Я легко допускал, так, возможно, и было, что Гальперин оставил мать Кригера раньше, чем встретил Ермолаеву. Конечно, он мог и уйти...

Человек с кистью стоял у мольберта, бросал мазок за мазком, отсту­пал, всматриваясь в натуру, стараясь постичь тайну. Иногда он опускал руку, чтобы отогнать тревогу. Да, он любил Веру. Но отчего же в ее лице, в ее глазах он читал завершение их счастья? Как он мог спасти человека, которого встретил не в молодости, а теперь, на исходе жизни? Впрочем, почему на исходе? Ему только сорок восемь! Какие мысли одолевают тебя!
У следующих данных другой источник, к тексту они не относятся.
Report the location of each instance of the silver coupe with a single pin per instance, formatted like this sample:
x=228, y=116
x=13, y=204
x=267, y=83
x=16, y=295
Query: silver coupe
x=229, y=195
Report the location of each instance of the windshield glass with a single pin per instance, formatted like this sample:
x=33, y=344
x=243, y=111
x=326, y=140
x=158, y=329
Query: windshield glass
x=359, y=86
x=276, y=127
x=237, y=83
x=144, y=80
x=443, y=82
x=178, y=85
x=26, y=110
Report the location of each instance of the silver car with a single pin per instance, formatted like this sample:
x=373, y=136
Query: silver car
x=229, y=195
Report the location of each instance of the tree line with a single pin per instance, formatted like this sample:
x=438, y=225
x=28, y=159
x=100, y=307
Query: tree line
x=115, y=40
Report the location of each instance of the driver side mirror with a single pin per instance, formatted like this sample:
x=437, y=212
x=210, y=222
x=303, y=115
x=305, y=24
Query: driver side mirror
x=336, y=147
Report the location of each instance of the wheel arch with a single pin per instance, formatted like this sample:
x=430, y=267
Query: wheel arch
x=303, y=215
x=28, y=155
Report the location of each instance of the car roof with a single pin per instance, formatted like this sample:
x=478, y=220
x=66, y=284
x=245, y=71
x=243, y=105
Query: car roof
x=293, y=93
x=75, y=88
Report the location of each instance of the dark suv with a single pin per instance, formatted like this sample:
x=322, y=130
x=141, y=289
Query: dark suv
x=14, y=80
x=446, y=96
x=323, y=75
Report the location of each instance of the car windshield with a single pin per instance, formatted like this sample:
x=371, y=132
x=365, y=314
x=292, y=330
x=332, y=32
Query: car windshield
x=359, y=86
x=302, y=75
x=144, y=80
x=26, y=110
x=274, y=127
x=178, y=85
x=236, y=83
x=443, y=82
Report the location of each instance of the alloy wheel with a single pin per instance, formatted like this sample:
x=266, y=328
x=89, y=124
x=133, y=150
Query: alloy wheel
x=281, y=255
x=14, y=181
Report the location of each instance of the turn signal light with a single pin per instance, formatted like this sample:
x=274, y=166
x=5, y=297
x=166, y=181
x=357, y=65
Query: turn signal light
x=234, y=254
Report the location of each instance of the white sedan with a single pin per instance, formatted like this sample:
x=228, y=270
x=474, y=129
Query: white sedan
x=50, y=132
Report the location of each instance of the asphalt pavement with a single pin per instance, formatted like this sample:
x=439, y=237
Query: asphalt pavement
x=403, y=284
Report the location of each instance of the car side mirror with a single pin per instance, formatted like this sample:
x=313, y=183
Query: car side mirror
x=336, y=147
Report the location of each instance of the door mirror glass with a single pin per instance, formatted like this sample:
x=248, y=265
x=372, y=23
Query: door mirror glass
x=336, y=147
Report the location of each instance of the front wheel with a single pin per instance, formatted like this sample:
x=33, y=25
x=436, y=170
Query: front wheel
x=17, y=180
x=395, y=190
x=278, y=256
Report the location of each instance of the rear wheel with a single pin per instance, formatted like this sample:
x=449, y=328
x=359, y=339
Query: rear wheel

Он опять искал нужный оттенок. Беда пугала. Беда парализовала волю, но он-то знал: нельзя останавливаться в середине работы. Он должен на­писать так, как велело сердце.

Он думал: чем помочь Вере? Как уберечь от страшной, не для них сочиненной жизни? Платье имело охристый оттенок, но художник брал зеленую краску и к зеленому добавлял белил.

В лице нарастала, усиливалась бледность, скорее мертвенность, то, че­го он больше всего боялся. Он хотел бы писать иначе, но другое не получалось. Отчего он не может скрыть тревогу?

«Как спасти тебя, Вера?» — мысленно выкрикивал он, поражаясь то­му, что краски словно бы обесцвечиваются. Из тумана проступала беда. И тогда он стал писать кресло, деревянные зеленовато-белые полукружья, с удивлением замечая, что они будто бы превращаются в крылья.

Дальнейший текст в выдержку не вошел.